As homosexuality is not explicitly mentioned in any of the Buddha's discourses (more than 20 volumes in the Pali Text Society's English translation), we can only assume that it is meant to be evaluated in the same way that heterosexuality is. And indeed it seems that this is why it is not specifically mentioned. In the case of the lay man and woman where there is mutual consent, where adultery is not involved and where the sexual act is an expression of love, respect, loyalty and warmth, it would not be breaking the third Precept. And it is the same when the two people are of the same gender. Likewise promiscuity, license and the disregard for the feelings of others would make a sexual act unskillful whether it be heterosexual or homosexual.



Of course, in Buddhism, there is still alot of discontent surrounding the issue.

Take the Dalai Lama, who still has not given a proper answer, although he has said gay sex is generally considered a "form of misconduct", but then stated that homosexual relationships could be "of mutual benefit, enjoyable, and harmless."

And the Dalai Lama advocates for human rights and this includes the rights of gay people.

From a Tibet government spokesperson:

"His Holiness opposes violence and discrimination based on sexual orientation. He urges respect, tolerance, compassion, and the full recognition of human rights for all."


More to come....this is only the tip of the iceberg and is probably not anywhere near coherant.

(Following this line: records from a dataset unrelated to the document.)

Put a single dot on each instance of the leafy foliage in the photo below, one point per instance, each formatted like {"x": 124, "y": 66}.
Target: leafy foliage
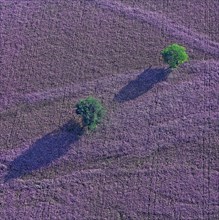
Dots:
{"x": 92, "y": 112}
{"x": 174, "y": 55}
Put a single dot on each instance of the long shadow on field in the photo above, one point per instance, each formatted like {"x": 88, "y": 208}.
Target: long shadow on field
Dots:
{"x": 45, "y": 150}
{"x": 143, "y": 83}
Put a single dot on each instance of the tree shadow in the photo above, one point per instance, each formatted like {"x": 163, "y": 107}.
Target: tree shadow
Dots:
{"x": 143, "y": 83}
{"x": 45, "y": 150}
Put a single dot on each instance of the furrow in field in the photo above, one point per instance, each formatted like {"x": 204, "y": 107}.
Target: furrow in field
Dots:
{"x": 168, "y": 26}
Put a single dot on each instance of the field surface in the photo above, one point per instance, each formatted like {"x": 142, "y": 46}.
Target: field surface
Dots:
{"x": 155, "y": 156}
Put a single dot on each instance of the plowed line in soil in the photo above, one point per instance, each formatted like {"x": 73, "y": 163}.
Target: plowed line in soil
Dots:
{"x": 184, "y": 34}
{"x": 70, "y": 90}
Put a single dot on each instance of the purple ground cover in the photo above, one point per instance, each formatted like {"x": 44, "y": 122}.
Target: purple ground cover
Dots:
{"x": 156, "y": 154}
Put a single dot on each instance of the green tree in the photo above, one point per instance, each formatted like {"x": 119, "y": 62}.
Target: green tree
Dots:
{"x": 92, "y": 112}
{"x": 174, "y": 55}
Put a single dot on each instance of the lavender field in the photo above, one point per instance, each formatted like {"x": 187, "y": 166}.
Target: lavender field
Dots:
{"x": 155, "y": 156}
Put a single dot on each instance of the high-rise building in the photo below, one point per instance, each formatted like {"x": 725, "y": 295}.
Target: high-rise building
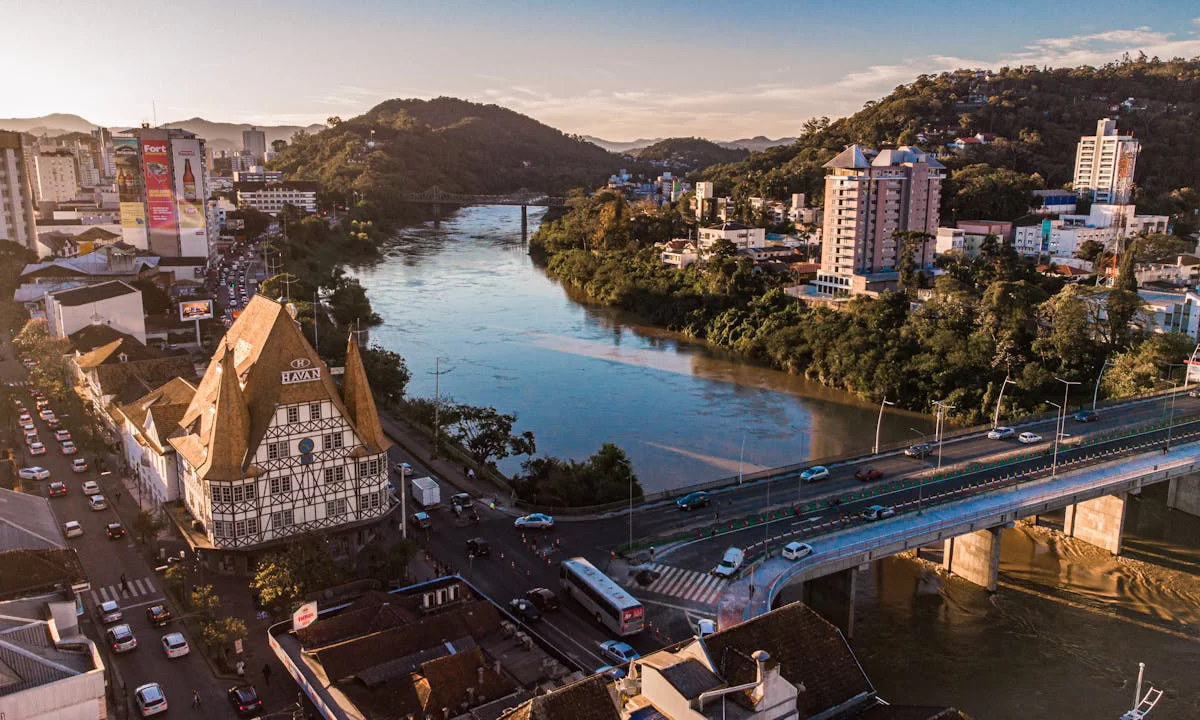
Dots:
{"x": 869, "y": 197}
{"x": 16, "y": 196}
{"x": 1104, "y": 163}
{"x": 253, "y": 141}
{"x": 162, "y": 187}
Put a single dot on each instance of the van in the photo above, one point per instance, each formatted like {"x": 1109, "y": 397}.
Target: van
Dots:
{"x": 730, "y": 563}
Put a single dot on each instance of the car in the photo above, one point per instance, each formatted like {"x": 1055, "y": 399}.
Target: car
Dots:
{"x": 869, "y": 473}
{"x": 244, "y": 700}
{"x": 535, "y": 521}
{"x": 174, "y": 645}
{"x": 919, "y": 450}
{"x": 814, "y": 474}
{"x": 34, "y": 473}
{"x": 121, "y": 639}
{"x": 543, "y": 599}
{"x": 159, "y": 615}
{"x": 694, "y": 499}
{"x": 618, "y": 652}
{"x": 526, "y": 611}
{"x": 150, "y": 700}
{"x": 796, "y": 551}
{"x": 877, "y": 513}
{"x": 479, "y": 547}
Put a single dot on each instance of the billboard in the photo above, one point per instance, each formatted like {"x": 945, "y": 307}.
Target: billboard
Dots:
{"x": 196, "y": 310}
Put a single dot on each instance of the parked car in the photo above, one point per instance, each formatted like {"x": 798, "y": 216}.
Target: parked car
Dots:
{"x": 877, "y": 513}
{"x": 815, "y": 473}
{"x": 867, "y": 474}
{"x": 525, "y": 610}
{"x": 694, "y": 499}
{"x": 618, "y": 652}
{"x": 543, "y": 599}
{"x": 34, "y": 473}
{"x": 150, "y": 700}
{"x": 535, "y": 521}
{"x": 244, "y": 700}
{"x": 174, "y": 645}
{"x": 795, "y": 551}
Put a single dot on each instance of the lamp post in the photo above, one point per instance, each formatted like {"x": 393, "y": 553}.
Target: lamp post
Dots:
{"x": 879, "y": 425}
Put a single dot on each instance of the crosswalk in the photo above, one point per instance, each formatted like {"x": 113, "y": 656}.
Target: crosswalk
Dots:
{"x": 135, "y": 588}
{"x": 688, "y": 585}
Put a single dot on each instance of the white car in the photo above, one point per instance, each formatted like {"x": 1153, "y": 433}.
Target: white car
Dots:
{"x": 150, "y": 700}
{"x": 1000, "y": 433}
{"x": 815, "y": 473}
{"x": 34, "y": 473}
{"x": 618, "y": 652}
{"x": 174, "y": 645}
{"x": 795, "y": 551}
{"x": 537, "y": 521}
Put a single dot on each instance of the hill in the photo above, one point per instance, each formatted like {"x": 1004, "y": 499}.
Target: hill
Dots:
{"x": 409, "y": 145}
{"x": 689, "y": 154}
{"x": 1037, "y": 115}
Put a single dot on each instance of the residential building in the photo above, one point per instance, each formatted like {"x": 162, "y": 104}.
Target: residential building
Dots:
{"x": 869, "y": 197}
{"x": 271, "y": 449}
{"x": 1105, "y": 162}
{"x": 17, "y": 222}
{"x": 271, "y": 197}
{"x": 114, "y": 304}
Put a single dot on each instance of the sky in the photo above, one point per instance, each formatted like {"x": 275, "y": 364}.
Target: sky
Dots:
{"x": 613, "y": 69}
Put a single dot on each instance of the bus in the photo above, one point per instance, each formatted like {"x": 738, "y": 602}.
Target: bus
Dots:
{"x": 609, "y": 603}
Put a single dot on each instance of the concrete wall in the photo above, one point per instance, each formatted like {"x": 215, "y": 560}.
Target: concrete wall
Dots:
{"x": 975, "y": 557}
{"x": 1099, "y": 521}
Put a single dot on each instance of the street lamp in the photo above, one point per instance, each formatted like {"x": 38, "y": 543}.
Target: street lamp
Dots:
{"x": 879, "y": 424}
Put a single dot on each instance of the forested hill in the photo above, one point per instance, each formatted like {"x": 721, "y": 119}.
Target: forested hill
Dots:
{"x": 1037, "y": 114}
{"x": 457, "y": 145}
{"x": 689, "y": 154}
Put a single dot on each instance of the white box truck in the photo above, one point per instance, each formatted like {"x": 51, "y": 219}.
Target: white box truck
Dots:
{"x": 426, "y": 492}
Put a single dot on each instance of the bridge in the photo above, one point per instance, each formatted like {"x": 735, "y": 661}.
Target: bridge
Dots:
{"x": 436, "y": 197}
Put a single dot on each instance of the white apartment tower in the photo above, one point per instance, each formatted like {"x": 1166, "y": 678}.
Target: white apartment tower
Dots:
{"x": 1104, "y": 163}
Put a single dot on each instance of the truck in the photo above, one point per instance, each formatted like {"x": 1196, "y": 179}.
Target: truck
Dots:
{"x": 426, "y": 492}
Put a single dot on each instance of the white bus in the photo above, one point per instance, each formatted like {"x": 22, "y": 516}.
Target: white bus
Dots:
{"x": 609, "y": 603}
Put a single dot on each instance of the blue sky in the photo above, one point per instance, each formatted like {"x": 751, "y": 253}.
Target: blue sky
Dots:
{"x": 611, "y": 69}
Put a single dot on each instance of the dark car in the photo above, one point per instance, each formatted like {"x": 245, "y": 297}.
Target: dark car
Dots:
{"x": 543, "y": 599}
{"x": 869, "y": 474}
{"x": 244, "y": 700}
{"x": 159, "y": 615}
{"x": 479, "y": 547}
{"x": 525, "y": 610}
{"x": 693, "y": 499}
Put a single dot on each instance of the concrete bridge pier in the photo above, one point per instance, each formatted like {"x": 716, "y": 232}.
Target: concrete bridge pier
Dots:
{"x": 1098, "y": 522}
{"x": 975, "y": 557}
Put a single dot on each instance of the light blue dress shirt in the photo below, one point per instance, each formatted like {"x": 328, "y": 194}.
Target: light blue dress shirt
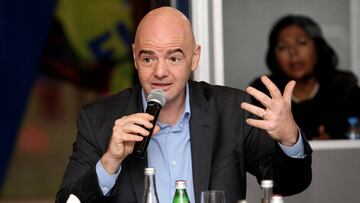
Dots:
{"x": 169, "y": 152}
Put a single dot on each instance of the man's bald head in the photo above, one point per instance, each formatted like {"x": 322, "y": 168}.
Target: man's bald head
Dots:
{"x": 162, "y": 20}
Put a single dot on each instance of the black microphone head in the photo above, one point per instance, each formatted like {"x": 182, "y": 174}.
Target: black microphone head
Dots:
{"x": 158, "y": 96}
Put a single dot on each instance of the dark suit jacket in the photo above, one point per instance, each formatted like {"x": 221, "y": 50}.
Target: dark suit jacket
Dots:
{"x": 223, "y": 149}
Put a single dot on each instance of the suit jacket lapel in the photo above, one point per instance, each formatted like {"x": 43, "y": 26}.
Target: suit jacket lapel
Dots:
{"x": 201, "y": 138}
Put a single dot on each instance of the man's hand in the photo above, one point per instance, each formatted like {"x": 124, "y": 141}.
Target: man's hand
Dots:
{"x": 276, "y": 118}
{"x": 125, "y": 133}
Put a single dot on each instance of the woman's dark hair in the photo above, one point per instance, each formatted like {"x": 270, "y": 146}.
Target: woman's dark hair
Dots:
{"x": 327, "y": 59}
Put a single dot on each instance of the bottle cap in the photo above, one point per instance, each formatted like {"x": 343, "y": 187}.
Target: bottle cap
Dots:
{"x": 149, "y": 171}
{"x": 267, "y": 183}
{"x": 180, "y": 184}
{"x": 276, "y": 199}
{"x": 353, "y": 121}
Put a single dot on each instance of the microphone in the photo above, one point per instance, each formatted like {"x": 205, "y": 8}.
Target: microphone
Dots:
{"x": 155, "y": 101}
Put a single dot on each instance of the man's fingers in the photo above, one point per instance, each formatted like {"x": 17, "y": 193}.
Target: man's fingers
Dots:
{"x": 253, "y": 109}
{"x": 257, "y": 123}
{"x": 260, "y": 96}
{"x": 288, "y": 91}
{"x": 273, "y": 89}
{"x": 138, "y": 118}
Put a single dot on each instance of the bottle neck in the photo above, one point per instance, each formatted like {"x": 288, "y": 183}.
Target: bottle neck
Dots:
{"x": 267, "y": 194}
{"x": 181, "y": 196}
{"x": 150, "y": 194}
{"x": 150, "y": 182}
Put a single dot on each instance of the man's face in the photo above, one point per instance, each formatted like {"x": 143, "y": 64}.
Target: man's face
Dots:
{"x": 165, "y": 57}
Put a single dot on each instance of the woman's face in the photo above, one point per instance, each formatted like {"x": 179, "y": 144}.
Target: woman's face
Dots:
{"x": 296, "y": 53}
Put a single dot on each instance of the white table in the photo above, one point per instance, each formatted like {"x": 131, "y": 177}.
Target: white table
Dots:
{"x": 336, "y": 175}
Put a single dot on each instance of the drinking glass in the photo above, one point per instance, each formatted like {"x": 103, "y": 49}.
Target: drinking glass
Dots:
{"x": 213, "y": 196}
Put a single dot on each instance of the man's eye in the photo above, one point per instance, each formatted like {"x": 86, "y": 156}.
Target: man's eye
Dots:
{"x": 281, "y": 47}
{"x": 147, "y": 59}
{"x": 303, "y": 41}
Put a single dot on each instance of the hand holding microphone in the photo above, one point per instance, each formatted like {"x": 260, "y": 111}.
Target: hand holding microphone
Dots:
{"x": 131, "y": 134}
{"x": 156, "y": 100}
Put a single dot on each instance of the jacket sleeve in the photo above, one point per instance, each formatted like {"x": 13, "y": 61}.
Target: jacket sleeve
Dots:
{"x": 80, "y": 177}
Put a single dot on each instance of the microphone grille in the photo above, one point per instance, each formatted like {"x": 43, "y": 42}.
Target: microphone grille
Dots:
{"x": 157, "y": 95}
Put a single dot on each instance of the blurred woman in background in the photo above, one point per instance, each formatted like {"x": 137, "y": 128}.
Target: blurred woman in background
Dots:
{"x": 324, "y": 97}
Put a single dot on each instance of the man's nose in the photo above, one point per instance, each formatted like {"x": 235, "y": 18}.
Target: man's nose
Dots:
{"x": 293, "y": 51}
{"x": 161, "y": 69}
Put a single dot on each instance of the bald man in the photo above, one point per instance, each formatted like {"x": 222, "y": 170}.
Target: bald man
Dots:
{"x": 208, "y": 135}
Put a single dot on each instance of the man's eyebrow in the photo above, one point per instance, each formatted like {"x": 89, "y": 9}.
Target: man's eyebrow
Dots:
{"x": 174, "y": 51}
{"x": 146, "y": 52}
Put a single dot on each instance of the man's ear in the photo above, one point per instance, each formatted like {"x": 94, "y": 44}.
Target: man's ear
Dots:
{"x": 134, "y": 54}
{"x": 196, "y": 57}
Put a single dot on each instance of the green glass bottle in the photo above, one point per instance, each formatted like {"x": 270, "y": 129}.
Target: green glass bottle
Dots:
{"x": 180, "y": 192}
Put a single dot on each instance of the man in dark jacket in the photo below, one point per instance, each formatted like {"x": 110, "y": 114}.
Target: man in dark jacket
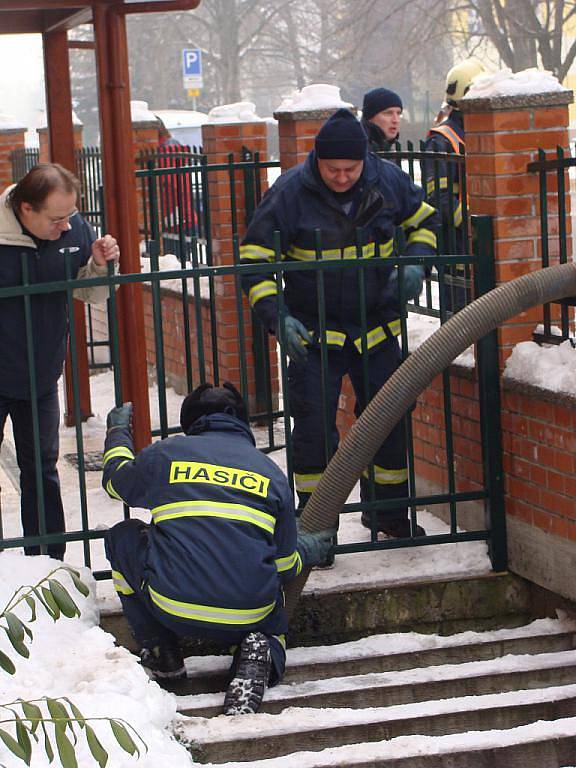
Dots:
{"x": 356, "y": 201}
{"x": 442, "y": 177}
{"x": 381, "y": 117}
{"x": 222, "y": 543}
{"x": 40, "y": 231}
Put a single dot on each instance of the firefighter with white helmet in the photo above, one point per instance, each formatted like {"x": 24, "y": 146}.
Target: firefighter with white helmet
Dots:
{"x": 441, "y": 179}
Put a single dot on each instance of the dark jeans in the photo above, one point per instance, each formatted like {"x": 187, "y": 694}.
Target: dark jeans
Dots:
{"x": 20, "y": 412}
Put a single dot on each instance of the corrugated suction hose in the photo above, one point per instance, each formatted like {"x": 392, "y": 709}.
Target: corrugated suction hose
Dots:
{"x": 392, "y": 401}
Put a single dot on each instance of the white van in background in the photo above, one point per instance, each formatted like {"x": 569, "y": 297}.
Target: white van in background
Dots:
{"x": 184, "y": 125}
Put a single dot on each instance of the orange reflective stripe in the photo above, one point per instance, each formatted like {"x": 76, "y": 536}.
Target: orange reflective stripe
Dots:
{"x": 451, "y": 135}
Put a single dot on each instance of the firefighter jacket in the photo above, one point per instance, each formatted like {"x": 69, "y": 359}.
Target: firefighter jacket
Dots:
{"x": 223, "y": 535}
{"x": 44, "y": 263}
{"x": 441, "y": 176}
{"x": 296, "y": 206}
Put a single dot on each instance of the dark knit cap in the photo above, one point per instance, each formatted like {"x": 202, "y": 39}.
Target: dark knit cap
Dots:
{"x": 207, "y": 399}
{"x": 377, "y": 100}
{"x": 341, "y": 138}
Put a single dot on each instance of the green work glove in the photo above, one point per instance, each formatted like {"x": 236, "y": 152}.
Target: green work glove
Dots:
{"x": 296, "y": 337}
{"x": 120, "y": 417}
{"x": 315, "y": 548}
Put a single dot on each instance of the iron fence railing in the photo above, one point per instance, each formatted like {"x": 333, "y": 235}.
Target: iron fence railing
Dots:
{"x": 200, "y": 285}
{"x": 555, "y": 236}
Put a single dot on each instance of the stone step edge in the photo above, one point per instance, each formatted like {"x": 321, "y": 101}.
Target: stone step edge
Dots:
{"x": 420, "y": 676}
{"x": 300, "y": 719}
{"x": 351, "y": 652}
{"x": 403, "y": 751}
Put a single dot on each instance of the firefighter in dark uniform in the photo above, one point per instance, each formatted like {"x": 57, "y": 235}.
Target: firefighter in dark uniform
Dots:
{"x": 381, "y": 116}
{"x": 341, "y": 190}
{"x": 222, "y": 542}
{"x": 442, "y": 176}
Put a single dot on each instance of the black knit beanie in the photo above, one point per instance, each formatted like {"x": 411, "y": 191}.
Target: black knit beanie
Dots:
{"x": 341, "y": 138}
{"x": 207, "y": 399}
{"x": 378, "y": 100}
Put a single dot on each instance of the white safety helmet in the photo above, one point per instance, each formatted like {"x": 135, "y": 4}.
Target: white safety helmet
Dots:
{"x": 459, "y": 79}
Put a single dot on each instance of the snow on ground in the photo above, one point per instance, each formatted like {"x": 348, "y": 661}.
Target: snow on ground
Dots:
{"x": 549, "y": 367}
{"x": 76, "y": 659}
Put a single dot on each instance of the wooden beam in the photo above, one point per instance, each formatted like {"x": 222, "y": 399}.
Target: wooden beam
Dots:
{"x": 121, "y": 206}
{"x": 61, "y": 134}
{"x": 21, "y": 22}
{"x": 61, "y": 21}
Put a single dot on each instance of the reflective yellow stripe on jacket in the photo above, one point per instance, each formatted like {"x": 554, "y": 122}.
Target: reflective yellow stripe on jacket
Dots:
{"x": 120, "y": 584}
{"x": 228, "y": 511}
{"x": 373, "y": 338}
{"x": 113, "y": 453}
{"x": 287, "y": 563}
{"x": 383, "y": 476}
{"x": 211, "y": 614}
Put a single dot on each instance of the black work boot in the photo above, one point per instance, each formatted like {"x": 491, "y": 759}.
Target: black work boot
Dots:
{"x": 246, "y": 689}
{"x": 395, "y": 528}
{"x": 163, "y": 662}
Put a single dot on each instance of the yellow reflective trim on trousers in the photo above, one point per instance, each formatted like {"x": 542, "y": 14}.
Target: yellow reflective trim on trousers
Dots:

3 Stars Have Something To Say!:

princessjo1988 said...

Hi Amy,

It is all very interesting, isn't it? I didn't know Buddhism was generally seen as homosexual supportive: I had never even thought about it!

Good on you for doing all the research!

Jo

princessjo1988 said...

Hi Amy,

It is all very interesting, isn't it? I didn't know Buddhism was generally seen as homosexual supportive: I had never even thought about it!

Good on you for doing all the research!

Jo

Rebecca said...

Hey - I like your new blog! (I used to read your old ones a bit)

I don't know much about Buddhism, but I'm going to ask one of my mates, who was a monk (in Thailand) for a while what he reckons. Also, Jesus, like Buddha, doesn't seem to have said anything about homosexuality. While lots of Christians will deny it, the passages in the Bible they might use to condemn homosexuality are far from clear. That's my view anyway, as a practising Christian who doesn't have any problems with homosexuality. I saw your mention of Christian leaders below (Hinn? He ain't a leader, he's corrupt and a loony!!) - there's plenty of writers and thinkers out there that share the sorts of views and values you're hankering after. :)

Good luck with the journey - it's an important one!!